Hey, just confirming because the docs aren't super...
# ask-community
b
Hey, just confirming because the docs aren't super clear. For the flow decorators retry argument: 'An optional number of times to retry on flow run failure.' Can I confirm that this does NOT then include flows that fail due to a Crash state?
1
c
Crash is an infrastructure event
Fail is a flow event
that is correct
We don’t retry crashes
b
Thanks
z
(Or a CRASH is failure of the Prefect orchestration engine which means retrying isn’t possible)
b
Ahh I think that's what's happening to me. Is the retry possible through automations?
t
I was always missing this view-point (failure of infrastructure vs failure of task). I have a setup where a flow submits many tasks to a
DaskTaskRunner
which uses
dask_jobqueue.SLURMCluster
to obtain compute resources.

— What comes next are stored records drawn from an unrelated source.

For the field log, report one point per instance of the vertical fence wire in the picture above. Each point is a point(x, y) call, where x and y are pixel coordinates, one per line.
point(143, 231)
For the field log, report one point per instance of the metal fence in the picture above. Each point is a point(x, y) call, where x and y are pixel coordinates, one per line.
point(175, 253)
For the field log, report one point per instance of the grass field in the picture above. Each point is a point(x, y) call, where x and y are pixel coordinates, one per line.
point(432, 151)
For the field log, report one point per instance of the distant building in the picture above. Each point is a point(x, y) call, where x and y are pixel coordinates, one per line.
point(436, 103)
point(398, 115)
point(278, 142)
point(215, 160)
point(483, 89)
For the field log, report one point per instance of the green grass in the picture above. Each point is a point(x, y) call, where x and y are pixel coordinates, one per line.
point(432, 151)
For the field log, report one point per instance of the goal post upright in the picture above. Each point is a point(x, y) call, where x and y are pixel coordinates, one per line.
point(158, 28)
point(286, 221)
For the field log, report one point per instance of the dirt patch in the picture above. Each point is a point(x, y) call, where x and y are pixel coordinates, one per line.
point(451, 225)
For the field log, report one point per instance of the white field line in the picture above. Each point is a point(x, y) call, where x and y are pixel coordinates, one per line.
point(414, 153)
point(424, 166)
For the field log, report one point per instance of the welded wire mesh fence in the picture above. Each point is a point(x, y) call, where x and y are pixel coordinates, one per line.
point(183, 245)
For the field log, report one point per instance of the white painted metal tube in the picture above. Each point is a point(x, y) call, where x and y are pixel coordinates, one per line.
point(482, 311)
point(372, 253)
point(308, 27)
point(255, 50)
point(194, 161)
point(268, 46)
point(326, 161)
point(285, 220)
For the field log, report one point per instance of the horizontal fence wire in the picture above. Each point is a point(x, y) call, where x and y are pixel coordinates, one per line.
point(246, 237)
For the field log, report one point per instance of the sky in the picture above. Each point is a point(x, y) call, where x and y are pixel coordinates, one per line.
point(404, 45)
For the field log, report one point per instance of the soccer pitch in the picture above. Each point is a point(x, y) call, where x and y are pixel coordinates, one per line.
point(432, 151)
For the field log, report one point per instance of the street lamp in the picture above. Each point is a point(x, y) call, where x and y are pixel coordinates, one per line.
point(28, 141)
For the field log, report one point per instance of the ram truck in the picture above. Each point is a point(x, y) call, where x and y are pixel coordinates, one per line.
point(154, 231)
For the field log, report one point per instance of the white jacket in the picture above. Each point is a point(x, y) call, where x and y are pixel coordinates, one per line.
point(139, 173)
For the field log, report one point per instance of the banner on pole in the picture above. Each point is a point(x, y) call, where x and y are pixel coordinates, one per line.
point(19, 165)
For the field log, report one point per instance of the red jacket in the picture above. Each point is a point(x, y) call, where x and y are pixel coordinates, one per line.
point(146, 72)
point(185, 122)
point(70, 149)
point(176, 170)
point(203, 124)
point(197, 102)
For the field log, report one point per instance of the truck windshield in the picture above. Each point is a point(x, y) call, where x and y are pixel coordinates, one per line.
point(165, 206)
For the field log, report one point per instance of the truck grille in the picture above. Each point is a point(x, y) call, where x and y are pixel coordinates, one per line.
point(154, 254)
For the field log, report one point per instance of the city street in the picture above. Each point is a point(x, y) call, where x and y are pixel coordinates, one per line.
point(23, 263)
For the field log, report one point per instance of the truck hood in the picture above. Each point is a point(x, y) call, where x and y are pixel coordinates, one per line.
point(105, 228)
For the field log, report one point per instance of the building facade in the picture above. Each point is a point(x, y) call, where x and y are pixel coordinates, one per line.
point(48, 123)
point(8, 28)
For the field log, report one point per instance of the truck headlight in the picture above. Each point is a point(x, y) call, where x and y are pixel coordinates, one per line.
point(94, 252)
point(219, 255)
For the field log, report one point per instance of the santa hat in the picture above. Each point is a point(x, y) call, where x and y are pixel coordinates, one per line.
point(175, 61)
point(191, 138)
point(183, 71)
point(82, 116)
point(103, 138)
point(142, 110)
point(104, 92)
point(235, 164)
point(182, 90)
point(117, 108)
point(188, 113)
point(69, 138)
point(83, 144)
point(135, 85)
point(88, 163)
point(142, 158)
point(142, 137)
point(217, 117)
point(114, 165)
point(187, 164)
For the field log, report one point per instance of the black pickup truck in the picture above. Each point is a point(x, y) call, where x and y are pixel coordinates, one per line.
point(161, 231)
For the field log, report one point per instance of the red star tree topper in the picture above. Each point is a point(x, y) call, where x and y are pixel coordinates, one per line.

The nice thing about this setup is the dynamic scaling of resources i.e. Dask can request more compute nodes dynamically. However, SLURM also limits the wall-time for every provided resources. Which can lead to the following scenario: • task is transfered to SLURM backed worker and starts running • SLURM takes back resources and shuts down the worker • task-run crashes due to infrastructure failure (which now makes a lot of sense to me) When some tasks, which were not started, are still left the
DaskTaskRunner
will automatically spin up a new worker on a fresh SLURM node and submit the tasks there. However, the single crashed task will not be re-submitted and fail the whole workflow. I found one work-around so far, which uses sub-flows and batches the tasks into batches which should fit within the time-limit. But this feels a bit counter-prefect, since I have to "think" about the correct orchestration. I would be curious to hear your insights on this and what the recommended pattern would be.
p
Hi Ben, Yes a retry option is possible through automations. We are currently using it. You can "infer" which flow has crashed, then rerun.